Que los británicos se hayan apropiado del espíritu de Waterloo – localidad belga en la que por cierto vive en la actualidad una importante comunidad inglesa – tiene también una lógica histórica, ya que si algo representa la caída del sueño imperial de Napoleón es el traspaso de poderes en la hegemonía europea y mundial de la Francia de las Luces y la Revolución a la Inglaterra de la industrialización y el colonialismo del siglo XIX. El águila imperial, símbolo de Napoleón, daba pues paso en la Historia al león.

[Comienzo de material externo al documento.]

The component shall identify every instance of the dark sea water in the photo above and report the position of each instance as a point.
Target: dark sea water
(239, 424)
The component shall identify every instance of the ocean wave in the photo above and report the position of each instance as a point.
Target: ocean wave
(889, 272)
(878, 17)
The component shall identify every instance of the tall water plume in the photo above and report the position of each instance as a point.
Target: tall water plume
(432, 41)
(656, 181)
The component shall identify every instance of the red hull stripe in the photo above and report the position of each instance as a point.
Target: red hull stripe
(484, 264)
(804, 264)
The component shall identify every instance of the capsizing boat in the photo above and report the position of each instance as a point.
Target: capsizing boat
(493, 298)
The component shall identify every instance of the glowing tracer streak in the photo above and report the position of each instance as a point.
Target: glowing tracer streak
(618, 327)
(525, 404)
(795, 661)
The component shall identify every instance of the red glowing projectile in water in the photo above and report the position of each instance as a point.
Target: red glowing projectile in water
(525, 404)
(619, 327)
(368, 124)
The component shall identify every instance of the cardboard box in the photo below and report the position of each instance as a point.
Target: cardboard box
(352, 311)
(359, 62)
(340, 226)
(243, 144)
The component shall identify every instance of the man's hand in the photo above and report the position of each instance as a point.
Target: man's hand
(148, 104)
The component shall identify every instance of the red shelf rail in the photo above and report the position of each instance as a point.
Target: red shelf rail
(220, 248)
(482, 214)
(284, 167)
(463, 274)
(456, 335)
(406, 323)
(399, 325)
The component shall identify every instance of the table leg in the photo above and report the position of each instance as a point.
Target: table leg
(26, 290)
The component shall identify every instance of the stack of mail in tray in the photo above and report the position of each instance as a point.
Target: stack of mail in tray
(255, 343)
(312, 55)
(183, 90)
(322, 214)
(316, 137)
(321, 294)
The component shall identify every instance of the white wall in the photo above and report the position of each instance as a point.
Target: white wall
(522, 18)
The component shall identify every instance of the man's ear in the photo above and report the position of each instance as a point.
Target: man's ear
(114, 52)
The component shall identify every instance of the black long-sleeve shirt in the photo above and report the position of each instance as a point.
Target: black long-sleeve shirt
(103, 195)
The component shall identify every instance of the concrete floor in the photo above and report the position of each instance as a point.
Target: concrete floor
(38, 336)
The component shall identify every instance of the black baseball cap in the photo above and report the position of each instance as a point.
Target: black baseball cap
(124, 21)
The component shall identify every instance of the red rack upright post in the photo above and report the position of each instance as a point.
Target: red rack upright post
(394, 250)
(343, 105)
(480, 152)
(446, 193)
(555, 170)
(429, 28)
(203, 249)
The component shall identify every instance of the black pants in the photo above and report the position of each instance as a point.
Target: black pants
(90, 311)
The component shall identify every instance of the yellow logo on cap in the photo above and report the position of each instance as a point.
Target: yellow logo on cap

El famoso león erigido en 1826 sobre una montaña artificial en el campo de batalla de Waterloo no fue en realidad una idea inglesa, sino holandesa, aunque nadie pueda evitar hacer el paralelismo con el león como símbolo del nacionalismo inglés. El monumento fue costeado por el Reino de Holanda, al que pertenecía Bélgica por aquel entonces, para honrar la memoria del Príncipe Orange, herido en aquel preciso lugar.
Quince años después de la Batalla de Waterloo, una revolución de opereta llevada a cabo por francófonos de Bruselas, inflamados por el espíritu patriótico propio de Napoleón, provocaba el nacimiento de Bélgica como escisión de Holanda. El nuevo Estado belga nació con un pecado capital: la única lengua oficial, léase obligatoria, de la administración, la enseñanza y el ejército era el francés, como en tiempos de Napoleón, mientras que la gran mayoría de la población belga era, y es, de expresión flamenca, es decir germánica.
No es pues de extrañar que el nacionalismo flamenco, surgido en el siglo XIX, eligiera como emblema un león, inspirado ni más ni menos que en el león del famoso monumento de Waterloo, el símbolo que mejor podía representar según los flamencos la derrota y la humillación de los francófonos.
No hay día en que los caricaturistas de Bélgica no representen el ya sempiterno enfrentamiento entre flamencos y francófonos con la pelea entre el león de Flandes y el gallo (¿el águila imperial venida a menos?) francés, reeditando a su manera el Waterloo de hace dos siglos.